Ok, why are these **%&%$ geese not decoying, it has never been this bad. Two years ago it was lights out death Aug 15. Does it have something to do with the big hatch. Why, why, why?


----------



## teamshakeandbake (Oct 14, 2008)

Thats the reason its called "hunting" and not "killing".... Last year we had the same problem, would scout and find feeds of 100-200 birds and the next morning nothing would show up or they would land in a different part of the field, had that happen to us a lot last year, just a run of bad luck and august geese is all i can think of.


----------



## blhunter3 (May 5, 2007)

Its called hunting for a reason. Why does everyone ALWAYS expect to shoot a limit when they go out?


----------



## goosehunternd (Mar 10, 2006)

Decoying like the have been practicing all year for us.

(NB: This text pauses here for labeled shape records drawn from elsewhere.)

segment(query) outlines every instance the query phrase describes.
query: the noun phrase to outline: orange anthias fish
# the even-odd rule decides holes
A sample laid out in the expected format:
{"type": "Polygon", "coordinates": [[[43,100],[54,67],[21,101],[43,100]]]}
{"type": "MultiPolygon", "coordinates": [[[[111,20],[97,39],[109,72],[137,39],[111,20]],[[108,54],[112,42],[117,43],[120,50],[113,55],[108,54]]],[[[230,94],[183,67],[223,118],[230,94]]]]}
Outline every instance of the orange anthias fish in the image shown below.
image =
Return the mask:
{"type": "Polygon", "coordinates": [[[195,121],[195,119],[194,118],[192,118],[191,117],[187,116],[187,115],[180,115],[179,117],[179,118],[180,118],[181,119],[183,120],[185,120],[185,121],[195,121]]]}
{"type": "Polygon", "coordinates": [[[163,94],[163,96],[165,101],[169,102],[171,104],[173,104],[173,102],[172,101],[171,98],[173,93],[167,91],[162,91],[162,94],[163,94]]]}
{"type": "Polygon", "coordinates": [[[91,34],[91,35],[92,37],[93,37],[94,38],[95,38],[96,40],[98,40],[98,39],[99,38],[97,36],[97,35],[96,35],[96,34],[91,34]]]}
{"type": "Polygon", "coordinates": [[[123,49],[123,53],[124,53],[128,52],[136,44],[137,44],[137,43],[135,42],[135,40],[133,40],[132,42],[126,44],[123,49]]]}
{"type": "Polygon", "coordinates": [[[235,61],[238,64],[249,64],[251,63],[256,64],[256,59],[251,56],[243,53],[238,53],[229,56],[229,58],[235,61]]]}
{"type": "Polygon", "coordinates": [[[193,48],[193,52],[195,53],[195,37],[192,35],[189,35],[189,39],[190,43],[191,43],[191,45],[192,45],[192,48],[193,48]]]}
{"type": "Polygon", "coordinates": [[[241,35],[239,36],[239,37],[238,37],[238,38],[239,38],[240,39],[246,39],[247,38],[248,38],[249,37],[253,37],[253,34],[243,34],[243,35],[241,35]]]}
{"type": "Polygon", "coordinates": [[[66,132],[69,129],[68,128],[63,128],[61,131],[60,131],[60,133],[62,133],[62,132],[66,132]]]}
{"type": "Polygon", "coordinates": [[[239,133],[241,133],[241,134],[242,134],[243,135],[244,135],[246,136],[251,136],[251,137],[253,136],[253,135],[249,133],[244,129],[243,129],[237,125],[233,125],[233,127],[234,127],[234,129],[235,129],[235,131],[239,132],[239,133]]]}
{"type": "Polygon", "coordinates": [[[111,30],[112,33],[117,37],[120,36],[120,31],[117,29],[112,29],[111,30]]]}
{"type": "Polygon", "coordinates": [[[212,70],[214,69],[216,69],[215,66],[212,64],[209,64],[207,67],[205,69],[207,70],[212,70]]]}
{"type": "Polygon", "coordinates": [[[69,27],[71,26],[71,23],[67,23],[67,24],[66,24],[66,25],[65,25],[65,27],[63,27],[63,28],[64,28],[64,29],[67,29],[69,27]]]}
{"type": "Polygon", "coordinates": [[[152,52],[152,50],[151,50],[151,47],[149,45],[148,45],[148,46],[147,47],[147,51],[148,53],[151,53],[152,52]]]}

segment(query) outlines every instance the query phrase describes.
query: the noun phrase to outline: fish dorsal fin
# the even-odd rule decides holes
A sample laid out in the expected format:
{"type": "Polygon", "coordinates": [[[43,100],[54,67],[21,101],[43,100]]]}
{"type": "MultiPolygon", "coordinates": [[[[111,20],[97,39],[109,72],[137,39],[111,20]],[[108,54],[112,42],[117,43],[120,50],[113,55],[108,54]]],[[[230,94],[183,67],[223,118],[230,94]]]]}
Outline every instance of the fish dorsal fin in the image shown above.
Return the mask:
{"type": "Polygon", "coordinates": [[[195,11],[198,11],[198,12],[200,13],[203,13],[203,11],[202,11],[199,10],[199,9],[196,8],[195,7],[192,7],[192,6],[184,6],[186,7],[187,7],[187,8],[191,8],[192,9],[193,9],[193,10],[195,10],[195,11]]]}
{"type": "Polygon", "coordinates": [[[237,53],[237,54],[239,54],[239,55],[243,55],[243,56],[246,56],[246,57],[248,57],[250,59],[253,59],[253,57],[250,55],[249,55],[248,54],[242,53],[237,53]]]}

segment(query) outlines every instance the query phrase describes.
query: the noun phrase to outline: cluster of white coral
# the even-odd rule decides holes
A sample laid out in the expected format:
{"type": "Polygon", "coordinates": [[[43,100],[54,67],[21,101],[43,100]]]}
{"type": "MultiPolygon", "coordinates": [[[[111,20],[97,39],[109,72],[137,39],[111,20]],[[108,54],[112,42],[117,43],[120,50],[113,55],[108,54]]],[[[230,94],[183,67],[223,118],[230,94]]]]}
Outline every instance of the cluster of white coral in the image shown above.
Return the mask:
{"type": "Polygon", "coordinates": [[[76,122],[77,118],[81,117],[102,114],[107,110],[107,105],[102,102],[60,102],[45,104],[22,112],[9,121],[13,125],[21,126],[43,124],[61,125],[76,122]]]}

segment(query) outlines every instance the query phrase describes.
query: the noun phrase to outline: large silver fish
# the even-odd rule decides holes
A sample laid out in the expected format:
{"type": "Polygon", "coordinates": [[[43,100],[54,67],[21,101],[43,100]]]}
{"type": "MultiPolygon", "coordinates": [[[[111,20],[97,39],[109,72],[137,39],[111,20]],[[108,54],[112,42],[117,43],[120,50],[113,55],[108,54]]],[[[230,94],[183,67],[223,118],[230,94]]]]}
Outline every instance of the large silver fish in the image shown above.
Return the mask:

How many dekes you running? We are hunting same areas and having different results.


----------



## duckp (Mar 13, 2008)

Over calling?


----------



## CoyotieKiller (Jul 2, 2010)

Yeah, they just seem so unpredictable right now with new fields coming off daily. I had a field that had 200+ on it two days ago, and yesterday we only had a loner and a set of 4 come by. our spead sucked 'em right in, but it still sucked that the others didn't come by.


----------



## Daniels (Jan 26, 2012)

They are still in their family groups is why they don't all decoy well. Same thing has been happening to us, we get singles and pairs to decoy but the big groups will sit somewhere else in the field. It is VERY early in the season and they aren't bunched up yet. BLhunter - the reason people get upset is because of competitive nature. I am too competitive to be happy with birds not doing what there supposed to do. This will never deter me from hunting, it actually makes the great days that much better. It is just one of those things, if you grew up in a competitive environment you do everything you can to do it right and strive for perfection at all times!


----------



## verg (Aug 21, 2006)

one thing a guy needs to remember is concealment. If you think about it..geese have been using the field for a couple weeks. They know it inside out. Now they show up and something doesn't look right. It might not be enough to scare off completely but enough to make them short stop or land in different area of field. Make sure to really conceal blinds, don't call too much (most way over call) flag more and try to be on the x. (exactly where you saw them). But hunting is hunting..some days are great some not so much.


----------



## water_swater (Sep 19, 2006)

Hey thanks to those guys who tried to answer the question! I'm sorry I'm not the worlds greatest goose hunter like some of you, I wish I could go out and never ever have a bad hunt and crush every bird that I see in the morning until I'm limited out.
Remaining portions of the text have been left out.